Nach der Einweihung des Tempels gaben der Kaiser und der Senat mehrere offizielle Erklärungen ab, um einen Mythos um Julius Caesar als dem Mann zu schaffen, der die römischen Götter mit dem römischen Staat verbunden habe. 27 v.Chr. nahm Octavian den Namen Augustus an, was soviel bedeutet wie "der Erhabene". Gleichzeitig verkündete er offiziell die pax romana und behauptete, daß Rom, das zu diesem Zeitpunkt ein Dutzend Kriege führte, erstmals seit Hunderten von Jahren Frieden geschaffen habe. Dies zeige, daß die Götter auf der Seite des Augustus stünden. Später, 5 v.Chr. wurde Augustus dann zum höchsten geistlichen Würdenträger des Reiches, zum pontifex maximus erklärt.

Binnen weniger Jahre war das römische Herrschaftssystem völlig umgestaltet worden, es beruhte nun auf dem Kaiserkult. Augustus war der "Vater des Vaterlandes", ein "Sohn Gottes", der von Jupiter nach seinem Tod in den Himmel erhoben und zum Gott erklärt werden würde. Am Eingang der meisten wichtigen Tempel Roms wurde seine Statue aufgestellt, um seinen Status als künftiger - wenn auch nicht gegenwärtiger - Gott zu demonstrieren.

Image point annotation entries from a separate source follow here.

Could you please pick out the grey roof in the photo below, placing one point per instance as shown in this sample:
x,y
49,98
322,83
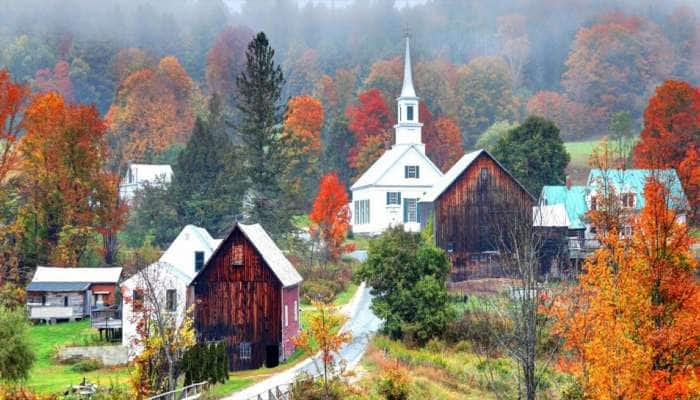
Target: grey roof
x,y
58,286
273,256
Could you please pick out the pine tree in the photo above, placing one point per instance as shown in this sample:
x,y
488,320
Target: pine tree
x,y
259,130
203,186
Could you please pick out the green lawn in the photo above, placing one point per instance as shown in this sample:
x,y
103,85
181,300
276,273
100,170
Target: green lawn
x,y
48,376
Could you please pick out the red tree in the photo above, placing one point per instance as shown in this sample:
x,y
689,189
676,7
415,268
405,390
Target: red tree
x,y
671,135
370,122
331,217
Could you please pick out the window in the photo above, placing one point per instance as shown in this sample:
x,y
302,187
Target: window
x,y
171,300
362,212
393,198
411,171
137,300
198,260
628,200
244,351
410,210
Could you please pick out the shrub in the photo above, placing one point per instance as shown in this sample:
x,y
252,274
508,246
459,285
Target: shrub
x,y
394,384
86,365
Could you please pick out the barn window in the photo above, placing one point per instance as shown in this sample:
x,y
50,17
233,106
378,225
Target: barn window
x,y
171,300
198,260
393,198
411,171
237,256
244,351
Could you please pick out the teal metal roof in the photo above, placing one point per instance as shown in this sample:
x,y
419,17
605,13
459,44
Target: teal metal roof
x,y
633,180
573,199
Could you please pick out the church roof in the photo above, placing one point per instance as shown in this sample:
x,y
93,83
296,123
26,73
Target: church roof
x,y
407,89
385,162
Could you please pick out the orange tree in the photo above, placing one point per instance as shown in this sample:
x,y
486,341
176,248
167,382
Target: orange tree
x,y
630,326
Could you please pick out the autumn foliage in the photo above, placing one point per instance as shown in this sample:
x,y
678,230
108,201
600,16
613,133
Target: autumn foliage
x,y
670,138
630,326
331,217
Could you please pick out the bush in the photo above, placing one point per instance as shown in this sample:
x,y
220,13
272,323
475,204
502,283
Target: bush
x,y
478,327
86,366
394,384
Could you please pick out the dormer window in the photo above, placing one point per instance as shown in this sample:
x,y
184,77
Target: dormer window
x,y
411,172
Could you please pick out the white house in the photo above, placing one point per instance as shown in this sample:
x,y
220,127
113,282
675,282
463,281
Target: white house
x,y
387,194
169,277
139,175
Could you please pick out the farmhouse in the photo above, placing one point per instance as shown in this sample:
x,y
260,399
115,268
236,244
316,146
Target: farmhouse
x,y
247,294
387,194
468,206
137,176
70,293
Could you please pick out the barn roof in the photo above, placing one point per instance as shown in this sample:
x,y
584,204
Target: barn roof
x,y
58,286
90,275
273,256
455,172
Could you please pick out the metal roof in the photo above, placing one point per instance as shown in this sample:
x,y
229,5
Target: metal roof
x,y
58,286
92,275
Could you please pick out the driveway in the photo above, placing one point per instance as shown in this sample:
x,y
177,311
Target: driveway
x,y
362,323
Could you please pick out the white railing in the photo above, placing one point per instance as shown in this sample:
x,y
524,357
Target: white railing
x,y
191,392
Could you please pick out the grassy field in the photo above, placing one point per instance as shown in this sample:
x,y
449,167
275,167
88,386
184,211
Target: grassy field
x,y
47,376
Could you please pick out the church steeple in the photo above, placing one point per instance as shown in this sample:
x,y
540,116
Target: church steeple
x,y
408,128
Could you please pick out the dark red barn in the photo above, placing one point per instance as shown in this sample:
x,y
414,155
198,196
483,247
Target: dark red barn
x,y
247,294
470,206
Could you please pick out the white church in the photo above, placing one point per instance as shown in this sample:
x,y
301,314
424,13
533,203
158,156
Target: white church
x,y
387,194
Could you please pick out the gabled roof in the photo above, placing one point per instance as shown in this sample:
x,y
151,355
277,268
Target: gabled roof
x,y
88,275
573,199
58,286
273,256
385,162
633,180
457,170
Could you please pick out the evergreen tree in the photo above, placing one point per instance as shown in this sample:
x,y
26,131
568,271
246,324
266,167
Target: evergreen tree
x,y
259,131
204,182
534,153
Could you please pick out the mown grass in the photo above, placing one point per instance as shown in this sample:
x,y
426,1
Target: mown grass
x,y
48,376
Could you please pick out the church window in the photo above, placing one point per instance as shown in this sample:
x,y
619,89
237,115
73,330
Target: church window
x,y
361,212
393,198
410,210
412,171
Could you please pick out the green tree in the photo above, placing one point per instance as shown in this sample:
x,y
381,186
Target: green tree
x,y
534,153
16,355
259,130
204,177
407,275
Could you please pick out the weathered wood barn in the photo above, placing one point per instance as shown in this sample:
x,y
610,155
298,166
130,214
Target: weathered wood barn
x,y
70,293
471,206
247,294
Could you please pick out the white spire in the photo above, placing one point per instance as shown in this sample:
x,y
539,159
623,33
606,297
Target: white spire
x,y
407,89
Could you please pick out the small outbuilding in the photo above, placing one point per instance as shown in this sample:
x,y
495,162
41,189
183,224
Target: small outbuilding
x,y
57,293
247,295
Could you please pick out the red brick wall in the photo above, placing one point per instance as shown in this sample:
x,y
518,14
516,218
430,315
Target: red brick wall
x,y
104,287
290,298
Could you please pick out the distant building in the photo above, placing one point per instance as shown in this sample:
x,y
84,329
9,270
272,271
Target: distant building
x,y
247,295
139,175
628,187
173,273
387,194
70,293
468,205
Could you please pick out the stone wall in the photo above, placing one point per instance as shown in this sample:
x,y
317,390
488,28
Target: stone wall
x,y
107,355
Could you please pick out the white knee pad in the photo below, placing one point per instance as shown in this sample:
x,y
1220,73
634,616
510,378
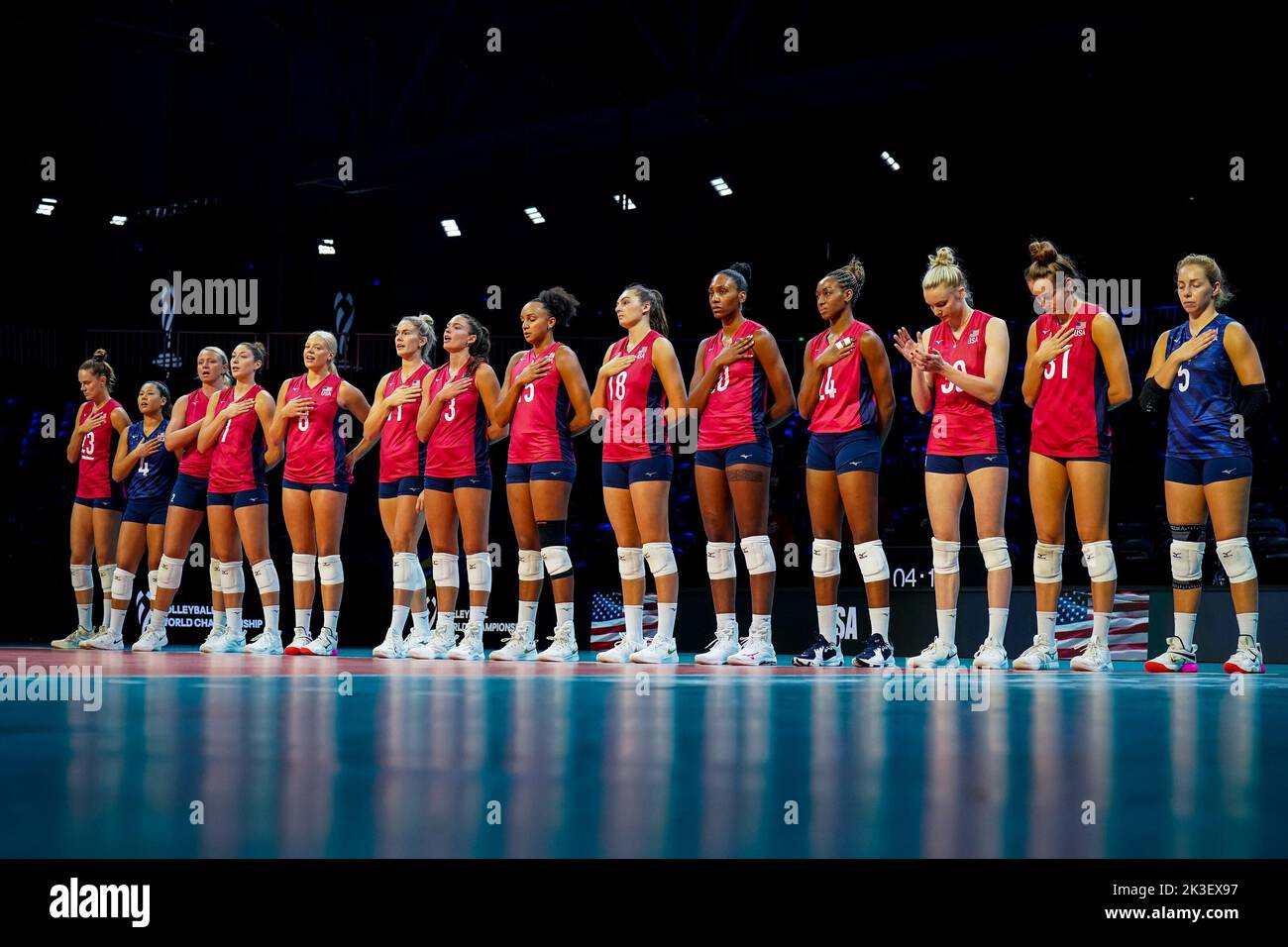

Jeder Sammler römischer Münzen kann dies bestätigen, denn ungefähr ab 15 v.Chr. kamen römische Münzen in Umlauf, auf die der Herrschertitel "Sohn Gottes" geprägt war. In Abb. 2 ist links ein Silberdinar zu sehen, eine der damals am weitesten verbreiteten Münzen Roms. Der offizielle Titel des Augustus lautet hier: AVGVSTVS DIVI F - "Sohn des vergöttlichten (Caesar)". Auf der anderen Münze steht: CAESAR AVGVSTVS DIVI F PATER PATRIAE - "Cäsar, Sohn des vergöttlichten Augustus, Vater des Vaterlandes".

Nach mehreren vergeblichen Versuchen, einen Nachfolger zu finden, adoptierte Augustus Tiberius Claudius (42 v.Chr.-37 n.Chr.), der wiederum Germanicus als seinen Sohn und Erben adoptierte. Das geschah ungefähr 4 v.Chr.

Nach dem Tod des Augustus 14 n.Chr. wurde Tiberius Kaiser, und der Kaiserkult blieb die "Verfassung" des Römischen Reichs. Auch Tiberius verwendete den offiziellen Titel "Sohn Gottes". Auch auf seinen Münzen stand "Tiberius, Sohn des vergöttlichten (Augustus)", und in einer längeren Version TI CAESAR DIVI AVG F AVGVSTVS PONTIF MAXIM - "Kaiser Tiberius, Sohn des vergöttlichten Augustus, der Erhabene, der Oberste Priester."

Diese Inschriften finden sich nicht nur auf Münzen, sondern überall im Römischen Reich an Gebäuden und z.B. auch an Meilensteinen.

Vergil und der Mythos des "goldenen Zeitalters"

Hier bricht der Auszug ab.